Лето продолжалось, жаркое, пыльное — и вдруг подошло к концу. Примерно в середине августа я получил фотографии с собачьей выставки. Положил их на дно чемодана, однако, как оказалось, от соседей по палатке это не укрылось, и, когда мета не было, они устроили из них выставку. Я сказал, что это моя невеста, и потом с каким-то извращенным наслаждением долго выслушивал шутки женатиков.

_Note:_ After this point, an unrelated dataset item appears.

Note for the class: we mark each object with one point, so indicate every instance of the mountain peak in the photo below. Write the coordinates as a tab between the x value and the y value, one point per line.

От Вашека я получил еще одно послание — «привет из Доке, где я на воскресной экскурсии». Разумеется, он поехал туда не один, я не мог себе представить, чтобы Вашек в одиночестве отправился в это гнездо мещанства. Хотя обычно на письмах Вашека бывали подписи по крайней мере тати абсолютно мне неизвестных личностей (так этот вечно обиженный жизнью неудачник компенсировал отстутствие одной-единственной, но зато по-настоящему важной подписи какой-нибудь спутницы), на этом послании ничего такого не оказалось. Сначала я подумал, что его вытащила туда Вера, которая не подписалась по вполне понятным причинам, но потом я обнаружил в газете заметку о том, что режиссер Геллен намерен в своем новом фильме поручить главную роль прежде неизвестной артистке Театра балета, «с которой он запечатлен на нашем снимке на кинофестивале в Карловых Варах». «Неизвестная артистка» была на фотографии похожа на множество других артисток, известных и неизвестных, однако балетная позиция Вериных знакомых ног не дала мне шанса на ошибку. Итак, о ней уже позаботились; меня могли больше не мучить угрызения совести, и если в эту ночь я не спал, то вовсе не из-за Веры, а из-за тайны, пахнувшей на меня с неподписанного послания Вашека. До самого утра она не давала мне покоя; меня терзали смутные подозрения. Я никак не мог отделаться от них, то мне все это казалось невероятным, то очень даже возможным — и так по кругу, безостановочно. Я ничего не надумал. И утром написал последнее письмо барышне Серебряной.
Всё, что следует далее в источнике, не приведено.